Having denied for years that he doped in the 2006 Tour, Floyd Landis now says he turned to banned substances during his career and accuses Lance Armstrong to do the same. In the following lines, AS detailing the most significant bits of an e-mail sent Landis Steve Johnson, president of the American Federation of Cycling, on 30 April:
Armstrong and Dr. Ferrari. Regarding the 2002 season, Landis claims that the Italian doctor Michele Ferrari was in charge of supplying EPO to Texas: "Ferrari told him not to take more EPO, because it knew the operation of the new test in place, but did not believe him and continued using it .
The Texan knows how to deal with controls. Landis Armstrong helped to understand the method by which to overcome the checks are positive: "We had long talks when we are in training in which he explained how they were blood transfusions necessary to circumvent the inconvenience of the new test to detect EPO" .
Positive disguise. A real bomb. Landis says Bruyneel ("Who taught me in doping") Armstrong plugged a positive thanks to the then president of the International Cycling Union (UCI), Rik Verbruggen: "I got caught with EPO in the Tour of Switzerland. He and traveled Bruyneel Offices of the UCI and reached an economic agreement with Verbruggen to hide the positive. " Here Landis's argument falters, as it speaks of the 2002 season, and Armstrong did not run this year's Vuelta Switzerland, but in 2001 (which also won).
Guardian of the blood. Referring to 2003, Landis will pick a very special revelation: "I flew to Girona, where I drew blood in the apartment where Armstrong lived. I required to stay there and monitor the temperature of blood every day. I had to confirm that the light not to leave and not spoil the refrigerator where we keep my bag of plasma, Lance and the Hincapie. Armstrong hit my first home I took EPO, Eprex brand. Already in the Tour, I watched Hincapie Lance, Rubiera, and I, we received blood transfusions. "
On the bus.
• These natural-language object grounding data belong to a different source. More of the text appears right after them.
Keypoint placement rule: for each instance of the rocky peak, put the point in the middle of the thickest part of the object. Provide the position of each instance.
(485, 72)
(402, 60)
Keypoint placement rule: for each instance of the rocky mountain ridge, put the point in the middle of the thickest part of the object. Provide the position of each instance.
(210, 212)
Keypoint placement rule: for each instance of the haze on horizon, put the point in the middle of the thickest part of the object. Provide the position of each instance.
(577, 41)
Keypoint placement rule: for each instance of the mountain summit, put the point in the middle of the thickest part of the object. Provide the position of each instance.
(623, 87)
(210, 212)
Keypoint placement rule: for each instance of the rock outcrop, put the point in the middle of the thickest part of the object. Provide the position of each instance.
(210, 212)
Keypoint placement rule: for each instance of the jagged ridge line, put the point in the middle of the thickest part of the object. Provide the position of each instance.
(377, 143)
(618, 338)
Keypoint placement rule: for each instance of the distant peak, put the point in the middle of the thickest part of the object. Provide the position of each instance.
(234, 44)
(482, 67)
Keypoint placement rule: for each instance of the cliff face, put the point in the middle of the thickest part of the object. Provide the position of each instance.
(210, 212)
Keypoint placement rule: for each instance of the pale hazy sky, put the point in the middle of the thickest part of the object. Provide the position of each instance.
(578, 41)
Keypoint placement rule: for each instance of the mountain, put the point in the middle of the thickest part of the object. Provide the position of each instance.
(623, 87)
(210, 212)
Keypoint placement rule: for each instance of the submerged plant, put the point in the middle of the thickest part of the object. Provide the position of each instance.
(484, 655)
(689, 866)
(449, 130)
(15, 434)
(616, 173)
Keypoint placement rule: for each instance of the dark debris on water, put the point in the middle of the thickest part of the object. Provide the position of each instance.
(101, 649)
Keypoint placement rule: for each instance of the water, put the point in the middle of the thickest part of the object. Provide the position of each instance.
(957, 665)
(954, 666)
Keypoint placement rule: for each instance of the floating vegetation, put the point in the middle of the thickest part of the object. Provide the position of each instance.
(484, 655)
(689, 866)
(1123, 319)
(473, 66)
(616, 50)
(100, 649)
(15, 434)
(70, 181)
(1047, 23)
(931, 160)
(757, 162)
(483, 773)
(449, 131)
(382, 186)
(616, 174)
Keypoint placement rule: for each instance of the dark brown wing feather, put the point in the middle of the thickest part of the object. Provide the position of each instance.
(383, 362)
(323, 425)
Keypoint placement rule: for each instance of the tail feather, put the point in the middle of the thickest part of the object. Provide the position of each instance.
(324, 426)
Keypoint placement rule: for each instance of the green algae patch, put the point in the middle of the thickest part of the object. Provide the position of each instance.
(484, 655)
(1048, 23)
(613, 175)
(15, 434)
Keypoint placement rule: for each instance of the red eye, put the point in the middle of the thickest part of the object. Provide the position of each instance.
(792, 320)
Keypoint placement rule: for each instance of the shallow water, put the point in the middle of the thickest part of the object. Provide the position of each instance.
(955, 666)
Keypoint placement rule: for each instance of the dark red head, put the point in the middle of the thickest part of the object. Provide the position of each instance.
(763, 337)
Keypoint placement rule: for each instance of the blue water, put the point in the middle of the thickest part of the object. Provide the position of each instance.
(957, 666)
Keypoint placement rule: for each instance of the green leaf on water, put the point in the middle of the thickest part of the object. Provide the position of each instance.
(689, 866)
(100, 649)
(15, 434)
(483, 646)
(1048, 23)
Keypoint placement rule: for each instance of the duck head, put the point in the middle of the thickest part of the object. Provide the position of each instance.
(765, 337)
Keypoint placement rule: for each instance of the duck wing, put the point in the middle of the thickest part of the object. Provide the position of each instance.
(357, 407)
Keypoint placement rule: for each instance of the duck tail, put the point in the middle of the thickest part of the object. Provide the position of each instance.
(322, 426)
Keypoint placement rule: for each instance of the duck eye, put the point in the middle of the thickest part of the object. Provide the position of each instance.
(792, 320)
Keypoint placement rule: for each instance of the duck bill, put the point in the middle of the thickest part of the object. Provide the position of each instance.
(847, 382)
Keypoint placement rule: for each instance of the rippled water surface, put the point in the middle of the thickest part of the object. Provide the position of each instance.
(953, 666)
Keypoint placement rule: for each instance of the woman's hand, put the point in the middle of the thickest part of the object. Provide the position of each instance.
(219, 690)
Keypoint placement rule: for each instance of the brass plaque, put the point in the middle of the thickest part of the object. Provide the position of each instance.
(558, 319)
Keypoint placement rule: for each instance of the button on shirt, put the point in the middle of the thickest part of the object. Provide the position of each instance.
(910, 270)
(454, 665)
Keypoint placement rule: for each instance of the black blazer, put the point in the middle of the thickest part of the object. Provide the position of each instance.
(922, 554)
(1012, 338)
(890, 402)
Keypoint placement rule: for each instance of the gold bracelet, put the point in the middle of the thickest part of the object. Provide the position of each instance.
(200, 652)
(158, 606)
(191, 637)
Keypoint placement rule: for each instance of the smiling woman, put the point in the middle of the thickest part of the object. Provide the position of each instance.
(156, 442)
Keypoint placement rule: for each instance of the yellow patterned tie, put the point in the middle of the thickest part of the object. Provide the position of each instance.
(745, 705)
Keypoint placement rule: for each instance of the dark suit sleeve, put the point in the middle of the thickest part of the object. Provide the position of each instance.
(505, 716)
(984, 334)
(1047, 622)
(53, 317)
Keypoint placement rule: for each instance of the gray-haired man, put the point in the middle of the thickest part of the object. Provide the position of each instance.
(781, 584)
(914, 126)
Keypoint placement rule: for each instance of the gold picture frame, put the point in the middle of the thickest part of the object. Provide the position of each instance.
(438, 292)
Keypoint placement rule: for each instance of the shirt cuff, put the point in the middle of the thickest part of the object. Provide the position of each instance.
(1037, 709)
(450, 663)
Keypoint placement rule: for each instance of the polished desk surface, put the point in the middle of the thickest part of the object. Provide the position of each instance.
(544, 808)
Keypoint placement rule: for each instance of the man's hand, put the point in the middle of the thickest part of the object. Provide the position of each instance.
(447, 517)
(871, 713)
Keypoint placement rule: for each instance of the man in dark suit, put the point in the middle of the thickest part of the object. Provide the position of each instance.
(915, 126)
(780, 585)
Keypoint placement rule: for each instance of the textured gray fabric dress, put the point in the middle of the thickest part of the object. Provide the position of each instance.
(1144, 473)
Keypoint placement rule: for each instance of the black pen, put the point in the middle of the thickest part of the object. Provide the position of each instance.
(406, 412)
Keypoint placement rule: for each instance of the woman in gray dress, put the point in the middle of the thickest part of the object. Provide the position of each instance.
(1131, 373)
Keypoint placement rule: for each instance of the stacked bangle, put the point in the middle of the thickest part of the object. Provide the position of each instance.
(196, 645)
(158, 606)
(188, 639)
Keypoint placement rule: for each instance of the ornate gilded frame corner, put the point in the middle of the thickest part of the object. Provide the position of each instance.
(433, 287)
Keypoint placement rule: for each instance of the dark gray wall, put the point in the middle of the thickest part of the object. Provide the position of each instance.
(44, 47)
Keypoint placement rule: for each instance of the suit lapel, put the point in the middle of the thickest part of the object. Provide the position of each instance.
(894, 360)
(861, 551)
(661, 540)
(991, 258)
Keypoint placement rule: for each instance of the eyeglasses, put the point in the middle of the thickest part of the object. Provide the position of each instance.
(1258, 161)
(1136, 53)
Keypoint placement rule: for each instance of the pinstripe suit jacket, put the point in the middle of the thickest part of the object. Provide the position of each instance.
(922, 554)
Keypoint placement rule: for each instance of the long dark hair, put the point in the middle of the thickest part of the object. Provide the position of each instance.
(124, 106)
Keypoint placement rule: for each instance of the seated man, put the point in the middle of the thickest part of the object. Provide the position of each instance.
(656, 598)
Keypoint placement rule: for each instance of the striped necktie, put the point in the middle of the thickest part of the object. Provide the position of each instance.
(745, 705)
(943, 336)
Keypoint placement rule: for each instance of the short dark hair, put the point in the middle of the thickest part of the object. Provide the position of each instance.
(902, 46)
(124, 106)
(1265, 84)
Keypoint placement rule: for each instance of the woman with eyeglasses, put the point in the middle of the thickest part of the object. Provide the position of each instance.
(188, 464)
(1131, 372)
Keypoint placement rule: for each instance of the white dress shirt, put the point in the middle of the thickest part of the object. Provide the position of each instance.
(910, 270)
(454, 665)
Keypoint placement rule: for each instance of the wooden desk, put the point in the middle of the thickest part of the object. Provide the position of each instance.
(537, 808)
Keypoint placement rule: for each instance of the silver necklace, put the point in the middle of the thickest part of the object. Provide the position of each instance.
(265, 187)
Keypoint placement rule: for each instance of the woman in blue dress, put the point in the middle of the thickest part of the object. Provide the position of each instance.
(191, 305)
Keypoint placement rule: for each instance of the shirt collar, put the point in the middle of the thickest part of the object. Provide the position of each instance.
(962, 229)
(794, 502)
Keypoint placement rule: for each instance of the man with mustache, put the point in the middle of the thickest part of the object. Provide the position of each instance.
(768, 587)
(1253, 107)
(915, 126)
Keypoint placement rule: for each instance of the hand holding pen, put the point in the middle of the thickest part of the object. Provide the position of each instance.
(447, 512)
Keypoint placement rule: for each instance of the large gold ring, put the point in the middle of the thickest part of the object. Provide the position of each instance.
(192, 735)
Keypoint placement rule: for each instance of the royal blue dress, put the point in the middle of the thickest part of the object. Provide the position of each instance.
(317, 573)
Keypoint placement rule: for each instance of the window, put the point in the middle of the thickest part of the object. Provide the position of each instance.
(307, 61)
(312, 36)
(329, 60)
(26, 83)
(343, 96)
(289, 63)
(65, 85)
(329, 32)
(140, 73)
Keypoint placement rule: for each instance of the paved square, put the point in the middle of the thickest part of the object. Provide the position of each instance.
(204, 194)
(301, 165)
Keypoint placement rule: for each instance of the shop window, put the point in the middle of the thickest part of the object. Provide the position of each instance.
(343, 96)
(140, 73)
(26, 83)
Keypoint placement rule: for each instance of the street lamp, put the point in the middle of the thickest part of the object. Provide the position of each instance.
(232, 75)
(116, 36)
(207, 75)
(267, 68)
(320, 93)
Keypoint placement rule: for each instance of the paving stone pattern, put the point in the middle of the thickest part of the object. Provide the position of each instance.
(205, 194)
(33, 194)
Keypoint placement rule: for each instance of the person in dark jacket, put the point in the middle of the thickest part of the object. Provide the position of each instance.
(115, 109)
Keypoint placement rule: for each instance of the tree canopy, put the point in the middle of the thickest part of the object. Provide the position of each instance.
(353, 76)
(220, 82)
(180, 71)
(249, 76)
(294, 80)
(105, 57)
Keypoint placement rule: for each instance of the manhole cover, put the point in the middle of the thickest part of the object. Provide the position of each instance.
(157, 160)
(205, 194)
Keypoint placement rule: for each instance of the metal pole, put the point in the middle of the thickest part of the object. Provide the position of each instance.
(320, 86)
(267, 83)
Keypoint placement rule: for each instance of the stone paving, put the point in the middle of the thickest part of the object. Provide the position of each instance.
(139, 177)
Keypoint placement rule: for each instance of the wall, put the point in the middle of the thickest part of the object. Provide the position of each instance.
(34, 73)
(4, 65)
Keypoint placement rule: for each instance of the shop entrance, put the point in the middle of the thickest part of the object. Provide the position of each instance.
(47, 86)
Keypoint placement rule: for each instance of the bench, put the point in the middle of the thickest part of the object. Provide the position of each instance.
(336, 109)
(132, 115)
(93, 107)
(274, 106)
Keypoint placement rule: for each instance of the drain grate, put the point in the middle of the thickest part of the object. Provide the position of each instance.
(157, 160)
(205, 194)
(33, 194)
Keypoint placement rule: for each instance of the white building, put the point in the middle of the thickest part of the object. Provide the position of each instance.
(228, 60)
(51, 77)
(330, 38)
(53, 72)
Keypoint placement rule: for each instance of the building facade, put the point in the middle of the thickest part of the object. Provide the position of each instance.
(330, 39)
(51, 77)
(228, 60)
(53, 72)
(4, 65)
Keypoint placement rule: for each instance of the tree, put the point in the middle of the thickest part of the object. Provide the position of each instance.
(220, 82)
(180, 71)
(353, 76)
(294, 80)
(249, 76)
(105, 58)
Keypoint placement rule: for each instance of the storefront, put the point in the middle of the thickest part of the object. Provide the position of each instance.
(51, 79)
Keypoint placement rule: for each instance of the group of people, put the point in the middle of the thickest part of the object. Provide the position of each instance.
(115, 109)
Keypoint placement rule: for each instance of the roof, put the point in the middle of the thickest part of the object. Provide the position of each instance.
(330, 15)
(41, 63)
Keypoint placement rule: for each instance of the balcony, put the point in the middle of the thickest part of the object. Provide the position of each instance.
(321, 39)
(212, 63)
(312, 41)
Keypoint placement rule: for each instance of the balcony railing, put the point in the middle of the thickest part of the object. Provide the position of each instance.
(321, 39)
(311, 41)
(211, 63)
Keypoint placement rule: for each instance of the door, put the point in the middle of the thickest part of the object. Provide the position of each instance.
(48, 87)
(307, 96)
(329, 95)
In 2004, the U.S. Postal badly planned program of doping: "We had two transfusions in a flat and on a road in Belgium. The blood was Duffy, the assistant Johan, who was totally paranoid."
Reactions. Finally, Landis as "a joke" the effort to catch cheaters. Pat McQuaid, UCI president rejected his words: "The indictments are not usable without evidence." The World Anti-Doping Agency (WADA) says he is "concerned about the complaint and interested in talking with USADA (the U.S. Agency) and other authorities to open an investigation." For his part, Lance Armstrong abandoned the Tour of California last fall and by Landis answered: "I was surprised and confused. I'm clean. It is their word against ours."